Он развязал узелок и достал три бутылки белого, с золотистым оттенком вина, которым славилась здешняя округа, а также несколько кусков сыра и с полдюжины длинных тонких ломтей хлеба.
— Это сухари, — сказал Нино. — Маркиза рассказала мне о ваших корабельных сухарях, так что разыскал для вас нечто подобное.
— Очень благородно с твоей стороны, Нино.
— Prego, комманданте, это пустяки, чувствуйте себя как дома. Этот хлеб сделан из зерна, выращенного моим дядей.
Употребление вина в такую жару всегда вызывало у Рэймиджа головную боль, но отказ обидел бы Нино.
— Мы выпьем немного, а остальное прибережем для путешествия, — сказал лейтенант.
— Пейте все сейчас, комманданте, два синьора захватят с собой припасы на дорогу.
— Два синьора, Нино? — Рэймидж внимательно посмотрел на крестьянина.
— Я принес вам сообщение от маркизы, комманданте. Она велела передать: три других синьора пришли к выводу, что долг обязывает их остаться здесь.
Голос Нино был вежливым, но его отношение к отказавшимся не вызывало сомнений.
— Кто же те два синьора?
— Мне неизвестны их имена. Они молоды, и, как я полагаю, родственники — кузены. А теперь мне пора идти, комманданте — до нашей встречи в девять я должен успеть кое-что сделать. Permesso, Комманданте?
— Конечно Нино. Спасибо тебе, и передай привет брату, жене и матери. А также мои извинения за то, что доставил им столько беспокойства прошлой ночью.
— Пустяки, комманданте.
С этими словами он ушел. Рэймидж приказал Джексону дать вина и еды матросам и снова растянулся на песке, наблюдая за насекомыми, мелькающими между ветками можжевельника. Воздух гудел от стрекотанья цикад, этот звук идет, казалось отовсюду, иногда создавая ощущение, что стрекот раздается прямо в мозгу.
Сон освежил Рэймиджа, он чувствовал себя отдохнувшим и полным сил. Неотложные проблемы были разрешены, и лейтенант поймал себя на мысли, что думает о девушке: раз за разом перед его мысленным взором прокручивались сцены в Башне, снова и снова ему будто слышался ее голос.

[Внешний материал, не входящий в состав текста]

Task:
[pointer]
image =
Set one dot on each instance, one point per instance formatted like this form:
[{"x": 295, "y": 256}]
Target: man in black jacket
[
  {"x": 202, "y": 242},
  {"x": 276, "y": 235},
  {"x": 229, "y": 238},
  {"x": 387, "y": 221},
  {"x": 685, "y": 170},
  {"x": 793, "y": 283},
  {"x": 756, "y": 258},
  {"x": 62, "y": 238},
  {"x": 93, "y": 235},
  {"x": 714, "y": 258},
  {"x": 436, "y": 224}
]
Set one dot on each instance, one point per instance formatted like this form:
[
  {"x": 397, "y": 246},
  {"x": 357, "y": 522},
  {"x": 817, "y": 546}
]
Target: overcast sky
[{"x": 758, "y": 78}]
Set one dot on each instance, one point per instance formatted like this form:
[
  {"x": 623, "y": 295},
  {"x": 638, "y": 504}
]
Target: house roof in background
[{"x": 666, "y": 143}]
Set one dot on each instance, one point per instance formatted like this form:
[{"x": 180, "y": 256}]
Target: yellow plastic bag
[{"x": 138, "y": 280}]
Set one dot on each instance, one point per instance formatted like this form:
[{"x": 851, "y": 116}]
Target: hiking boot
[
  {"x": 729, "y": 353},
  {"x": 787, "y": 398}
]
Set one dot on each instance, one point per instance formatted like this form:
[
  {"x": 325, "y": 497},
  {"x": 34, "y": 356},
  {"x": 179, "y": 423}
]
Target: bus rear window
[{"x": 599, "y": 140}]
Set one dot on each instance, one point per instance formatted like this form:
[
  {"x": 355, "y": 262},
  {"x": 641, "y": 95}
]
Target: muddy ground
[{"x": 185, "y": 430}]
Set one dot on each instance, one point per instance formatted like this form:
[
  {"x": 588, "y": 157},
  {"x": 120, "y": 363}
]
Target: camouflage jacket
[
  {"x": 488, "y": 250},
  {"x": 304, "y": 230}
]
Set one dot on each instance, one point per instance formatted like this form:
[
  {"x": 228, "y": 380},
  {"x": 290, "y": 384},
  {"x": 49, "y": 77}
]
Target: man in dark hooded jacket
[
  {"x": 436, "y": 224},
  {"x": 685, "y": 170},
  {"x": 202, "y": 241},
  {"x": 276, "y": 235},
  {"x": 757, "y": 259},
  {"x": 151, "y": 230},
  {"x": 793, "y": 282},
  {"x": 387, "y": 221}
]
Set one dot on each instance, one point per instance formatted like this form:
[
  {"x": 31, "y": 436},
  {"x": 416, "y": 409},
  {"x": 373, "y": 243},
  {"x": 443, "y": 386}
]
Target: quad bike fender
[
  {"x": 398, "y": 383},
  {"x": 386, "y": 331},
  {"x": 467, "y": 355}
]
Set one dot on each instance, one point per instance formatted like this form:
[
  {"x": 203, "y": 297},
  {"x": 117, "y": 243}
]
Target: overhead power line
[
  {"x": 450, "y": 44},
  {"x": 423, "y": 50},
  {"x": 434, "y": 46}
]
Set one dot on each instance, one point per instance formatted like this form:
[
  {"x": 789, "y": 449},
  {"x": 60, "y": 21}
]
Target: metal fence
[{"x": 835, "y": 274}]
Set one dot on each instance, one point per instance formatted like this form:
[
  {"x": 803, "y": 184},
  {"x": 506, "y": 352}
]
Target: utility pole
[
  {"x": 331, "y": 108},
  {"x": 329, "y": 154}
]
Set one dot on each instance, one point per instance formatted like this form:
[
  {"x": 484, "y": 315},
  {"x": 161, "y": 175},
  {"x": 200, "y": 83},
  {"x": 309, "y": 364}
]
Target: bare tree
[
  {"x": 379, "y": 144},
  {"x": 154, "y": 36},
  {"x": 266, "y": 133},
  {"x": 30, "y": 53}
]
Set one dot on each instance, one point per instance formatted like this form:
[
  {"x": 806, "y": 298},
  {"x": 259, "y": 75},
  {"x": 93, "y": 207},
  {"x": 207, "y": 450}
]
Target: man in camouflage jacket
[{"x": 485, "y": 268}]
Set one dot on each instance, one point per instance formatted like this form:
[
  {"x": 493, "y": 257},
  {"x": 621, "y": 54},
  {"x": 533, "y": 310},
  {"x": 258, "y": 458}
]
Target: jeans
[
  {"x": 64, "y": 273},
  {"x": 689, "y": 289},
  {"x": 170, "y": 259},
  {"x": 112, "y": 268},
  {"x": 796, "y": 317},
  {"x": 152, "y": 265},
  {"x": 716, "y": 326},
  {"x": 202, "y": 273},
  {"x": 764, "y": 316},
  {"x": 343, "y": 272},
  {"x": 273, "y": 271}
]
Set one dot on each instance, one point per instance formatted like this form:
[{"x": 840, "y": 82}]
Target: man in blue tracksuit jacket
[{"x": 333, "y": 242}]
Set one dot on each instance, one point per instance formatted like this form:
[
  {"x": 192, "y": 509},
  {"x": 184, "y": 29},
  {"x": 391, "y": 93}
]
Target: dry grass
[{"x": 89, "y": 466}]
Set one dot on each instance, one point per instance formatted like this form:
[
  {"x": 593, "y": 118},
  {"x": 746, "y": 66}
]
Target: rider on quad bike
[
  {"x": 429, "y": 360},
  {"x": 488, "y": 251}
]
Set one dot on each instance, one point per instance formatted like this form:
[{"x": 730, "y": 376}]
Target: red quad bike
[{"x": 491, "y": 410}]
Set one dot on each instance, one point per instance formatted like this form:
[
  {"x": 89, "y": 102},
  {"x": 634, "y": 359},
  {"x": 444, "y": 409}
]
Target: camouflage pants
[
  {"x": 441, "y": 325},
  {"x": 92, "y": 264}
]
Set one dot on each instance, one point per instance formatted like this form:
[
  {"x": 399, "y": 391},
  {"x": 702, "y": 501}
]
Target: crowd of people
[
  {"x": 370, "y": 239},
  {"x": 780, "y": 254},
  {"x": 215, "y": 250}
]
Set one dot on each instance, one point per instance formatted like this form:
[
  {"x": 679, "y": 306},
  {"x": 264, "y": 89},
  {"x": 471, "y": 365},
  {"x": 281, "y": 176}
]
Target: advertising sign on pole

Трудно понять, какой он: мягкий, но с металлическими нотками властности, звучащий отчетливо, но мелодично. Чистый, но в то же время на грани легкой хрипоты. Он попытался предположить, какой оттенок приобрела бы эта хрипота, будь она влюблена, но тут же заставил себя не думать об этом: благодаря палящему солнцу в жар бросало и при отсутствии подобных мыслей. Хватит и того, что его взбудоражили воспоминания об обнаженной Еве, вышедшей из под резца Гиберти и предположения об очертаниях тела, спрятанного под черным балахоном.
Его обуревало неодолимое желание еще раз вольно побродить по холмам Тосканы: проскакать по дороге, поднимая облака белой пыли, увидеть растущие на склонах стройные ряды темно-зеленых кипарисов, контрастно выделяющихся на фоне ослепительно-голубого неба. Понаблюдать, как тащит плуг пара бурых быков, лениво отгоняя мух хвостом, тем временем как их хозяин дремлет в коляске. Подняться по извилистой дороге к воротам обнесенного стенами города на холме, промчаться под звон копыт по узкой мостовой, а подняв взор, увидеть, как из окошка на него с интересом устремляется пара прекрасных глаз. Вернуться в прошлое, во времена своего детства, когда Джанна была маленькой девочкой, которую маркиза взяла в свой дом…
Когда, уже в сумерках, Рэймидж наблюдал за тем, как луна поднимается над Монте Капальбио, цикады стрекотали с прежней силой — неужели они никогда не спят? Еще днем, рассматривая плоский камень, закрепленный в южной стене Башни, лейтенант с трудом сумел прочитать несколько выбитых на нем латинских слов, гласящих, что некий Альфиеро Николо Вердеко «воздвиг сие строение в году 1606 от Рождества Христова». Неужели синьор Вердеко стоял двести лет назад на этом самом месте, глядя на свое «строение», купающееся в розовато-серебристом свете полной луны, луны, которая бывает только в дни осеннего равноденствия?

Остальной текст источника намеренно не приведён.